Anyway, back to me. The friends throwing the party (who, for the sake of anonymity I will refer to as the Smiths) have a son who is friends with the Kids. Consequently we had to indulge in some subterfuge to get away without a drama. Fortunately two things worked to our advantage. Firstly the Boy has become obsessed with the educational benefits of television and has been so distracted he hasn't asked any awkward questions. This has not been without it's pitfalls.

"You can learn a lot from telly."
"Really, Boy. What have you learnt today?"
"Well... Finish Powerball tablets are great for getting rid of stubborn stains."

Secondly, they were having a sleepover at Grandma's. Grandma foolishly turned up a bit early to pick them up and unwisely said "Shall I take them now?" During the time it took her to ask this question the Wife and I had strapped the Kids in the car, shoved her out the door and double locked it.

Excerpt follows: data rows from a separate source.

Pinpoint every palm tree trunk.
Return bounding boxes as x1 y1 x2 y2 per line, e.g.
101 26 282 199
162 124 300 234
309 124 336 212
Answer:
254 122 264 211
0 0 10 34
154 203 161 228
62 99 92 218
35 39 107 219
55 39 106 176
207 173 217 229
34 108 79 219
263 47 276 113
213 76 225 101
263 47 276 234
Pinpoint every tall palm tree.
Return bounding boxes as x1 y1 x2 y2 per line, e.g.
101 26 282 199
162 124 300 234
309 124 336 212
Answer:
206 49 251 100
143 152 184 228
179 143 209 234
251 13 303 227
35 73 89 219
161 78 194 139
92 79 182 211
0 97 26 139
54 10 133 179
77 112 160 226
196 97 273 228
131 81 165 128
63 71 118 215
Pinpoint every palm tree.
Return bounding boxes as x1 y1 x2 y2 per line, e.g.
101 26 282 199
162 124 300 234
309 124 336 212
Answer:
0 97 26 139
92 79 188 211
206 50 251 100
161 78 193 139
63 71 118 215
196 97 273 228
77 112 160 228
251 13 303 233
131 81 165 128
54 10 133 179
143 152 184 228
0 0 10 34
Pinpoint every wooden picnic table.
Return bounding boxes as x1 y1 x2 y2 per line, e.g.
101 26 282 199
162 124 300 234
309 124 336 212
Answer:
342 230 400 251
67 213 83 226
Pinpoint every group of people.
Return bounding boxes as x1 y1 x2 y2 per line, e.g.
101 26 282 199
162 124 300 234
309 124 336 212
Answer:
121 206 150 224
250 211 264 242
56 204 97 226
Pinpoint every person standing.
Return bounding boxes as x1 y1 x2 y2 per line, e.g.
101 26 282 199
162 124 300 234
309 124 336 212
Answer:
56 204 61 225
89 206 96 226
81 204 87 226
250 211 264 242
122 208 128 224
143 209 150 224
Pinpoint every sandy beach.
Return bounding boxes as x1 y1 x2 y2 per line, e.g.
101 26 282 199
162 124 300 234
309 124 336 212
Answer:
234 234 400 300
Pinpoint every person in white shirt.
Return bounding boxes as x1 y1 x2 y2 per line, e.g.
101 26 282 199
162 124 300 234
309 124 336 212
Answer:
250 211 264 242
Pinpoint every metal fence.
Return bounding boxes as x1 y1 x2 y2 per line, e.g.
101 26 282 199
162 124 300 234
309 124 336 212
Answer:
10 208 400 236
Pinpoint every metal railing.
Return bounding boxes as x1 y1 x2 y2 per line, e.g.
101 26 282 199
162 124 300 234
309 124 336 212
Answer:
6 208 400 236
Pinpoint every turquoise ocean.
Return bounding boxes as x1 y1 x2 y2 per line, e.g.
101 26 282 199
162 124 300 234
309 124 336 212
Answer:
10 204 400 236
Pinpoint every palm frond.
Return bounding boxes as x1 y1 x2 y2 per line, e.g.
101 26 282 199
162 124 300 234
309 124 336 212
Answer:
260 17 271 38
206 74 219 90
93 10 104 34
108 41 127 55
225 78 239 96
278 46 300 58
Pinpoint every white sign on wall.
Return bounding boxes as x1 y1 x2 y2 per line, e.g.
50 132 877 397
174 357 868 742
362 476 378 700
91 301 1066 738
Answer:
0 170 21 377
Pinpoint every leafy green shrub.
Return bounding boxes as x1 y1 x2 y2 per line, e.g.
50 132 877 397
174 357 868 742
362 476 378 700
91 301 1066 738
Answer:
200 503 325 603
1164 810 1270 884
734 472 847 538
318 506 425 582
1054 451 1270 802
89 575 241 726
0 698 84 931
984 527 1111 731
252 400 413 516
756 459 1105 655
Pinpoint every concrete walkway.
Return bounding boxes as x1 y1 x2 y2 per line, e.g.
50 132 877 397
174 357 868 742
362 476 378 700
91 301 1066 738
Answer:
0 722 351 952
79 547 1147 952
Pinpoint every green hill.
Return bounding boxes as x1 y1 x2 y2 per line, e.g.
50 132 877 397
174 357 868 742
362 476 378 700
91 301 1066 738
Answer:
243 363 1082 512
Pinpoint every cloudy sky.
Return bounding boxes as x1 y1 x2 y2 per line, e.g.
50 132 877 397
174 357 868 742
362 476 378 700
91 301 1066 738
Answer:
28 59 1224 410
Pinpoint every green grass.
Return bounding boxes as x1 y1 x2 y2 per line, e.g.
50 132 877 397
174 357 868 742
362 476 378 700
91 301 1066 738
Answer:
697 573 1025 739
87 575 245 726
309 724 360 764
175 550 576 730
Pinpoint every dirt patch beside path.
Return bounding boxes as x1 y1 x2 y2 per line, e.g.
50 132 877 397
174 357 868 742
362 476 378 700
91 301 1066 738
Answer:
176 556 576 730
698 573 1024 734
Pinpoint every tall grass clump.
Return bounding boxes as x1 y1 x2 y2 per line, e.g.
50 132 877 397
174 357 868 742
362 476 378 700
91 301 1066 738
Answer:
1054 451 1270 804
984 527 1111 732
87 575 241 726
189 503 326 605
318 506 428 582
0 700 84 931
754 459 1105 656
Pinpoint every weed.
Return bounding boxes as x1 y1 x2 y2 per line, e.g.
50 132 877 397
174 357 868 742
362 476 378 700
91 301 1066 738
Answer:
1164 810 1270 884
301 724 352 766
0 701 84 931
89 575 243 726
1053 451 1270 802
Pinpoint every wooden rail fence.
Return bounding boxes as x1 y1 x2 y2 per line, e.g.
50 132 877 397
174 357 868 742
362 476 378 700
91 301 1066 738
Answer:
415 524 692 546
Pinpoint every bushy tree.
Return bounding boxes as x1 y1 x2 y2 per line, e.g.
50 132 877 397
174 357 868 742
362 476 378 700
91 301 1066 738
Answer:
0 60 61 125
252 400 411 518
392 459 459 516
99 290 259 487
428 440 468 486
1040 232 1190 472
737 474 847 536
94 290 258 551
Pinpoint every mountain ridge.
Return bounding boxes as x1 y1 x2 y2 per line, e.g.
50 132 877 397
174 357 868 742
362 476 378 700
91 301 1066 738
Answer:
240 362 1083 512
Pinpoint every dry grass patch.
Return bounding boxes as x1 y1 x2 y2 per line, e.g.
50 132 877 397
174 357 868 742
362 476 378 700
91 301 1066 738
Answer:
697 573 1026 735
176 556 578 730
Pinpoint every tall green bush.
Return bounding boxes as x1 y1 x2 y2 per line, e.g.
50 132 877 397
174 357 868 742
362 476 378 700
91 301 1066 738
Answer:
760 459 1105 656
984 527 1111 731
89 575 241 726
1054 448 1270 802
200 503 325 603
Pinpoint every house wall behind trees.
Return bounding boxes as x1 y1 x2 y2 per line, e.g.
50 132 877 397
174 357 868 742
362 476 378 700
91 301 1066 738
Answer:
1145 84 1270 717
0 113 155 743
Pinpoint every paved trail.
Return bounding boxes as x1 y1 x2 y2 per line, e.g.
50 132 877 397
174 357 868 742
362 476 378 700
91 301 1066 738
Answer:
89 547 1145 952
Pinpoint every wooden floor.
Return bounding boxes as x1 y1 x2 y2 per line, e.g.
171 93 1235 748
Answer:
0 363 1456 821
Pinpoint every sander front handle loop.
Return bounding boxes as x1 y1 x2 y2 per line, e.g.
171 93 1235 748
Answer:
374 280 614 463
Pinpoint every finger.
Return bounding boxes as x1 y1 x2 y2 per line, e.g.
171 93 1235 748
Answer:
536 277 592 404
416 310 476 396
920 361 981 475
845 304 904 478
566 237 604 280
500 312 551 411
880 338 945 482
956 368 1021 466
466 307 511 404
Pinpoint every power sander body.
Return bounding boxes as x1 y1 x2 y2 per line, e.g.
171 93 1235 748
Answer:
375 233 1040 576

At four o'clock the next morning the Wife and I were about 80% proof, comprised of a winning mixture of beer, Prosecco, red wine, bourbon and the aforementioned sambuca. I had been told four times by four different people that I looked a bit like Nick Frost (bastards). I had proved once again that when I dance I look like I'm falling downstairs in a set of leg calipers. At one point I had a massive geek out discussion about Japanese cinema and thereby alienated half the people at the party.

"Has he got Kids?"
"Worse. He's comparing Akira Kurasawa's 'Hidden Fortress' with Star Wars."
"Tosser."

 My favourite moment of the evening was when I was reading a note on the toilet door ("This toilet blocks easily. If you're planning something more... solid... please use the upstairs loo") when the Smith Boy ran up to me, yelled

"No poo! No poo!"

And ran away. Random.

Much enjoyment was had, and new friends made - until finally the Wife and I crashed in the Smith Boy's room (I hasten to add, he had been taken to his grandparents by that time). I caught a few fitful hours sleep before being woken up by the uncomfortable sensation of a full bladder and the discovery of a piece of Lego  jammed in my eye. And then the regret. Oh, the regret... The headache was bad enough. The cannonball I had somehow negotiated into my bowel was worse - there was a sense of foreboding about it. Like something awful that would happen out of the blue and all at once. It was bad enough to have it's own theme music. Like Darth Vader.

Some hours later I was in the toilets at the M4 services weeping silently and praying a travelling doctor would find me and administer an epidural. And then the toilet blocked when I flushed it. A battle ensued which I won't describe, but assume it was lengthy and undignified (although successful I should add. I'm not an animal). Heavens knows why by for some reason at bed time that evening I decided to tell the Boy what had happened in the M4 toilets.

"You blocked it?"
"Yeah."
"Wow! Awesome! It must have been huge! Like this big."

And to my distress he held his hands about three feet apart.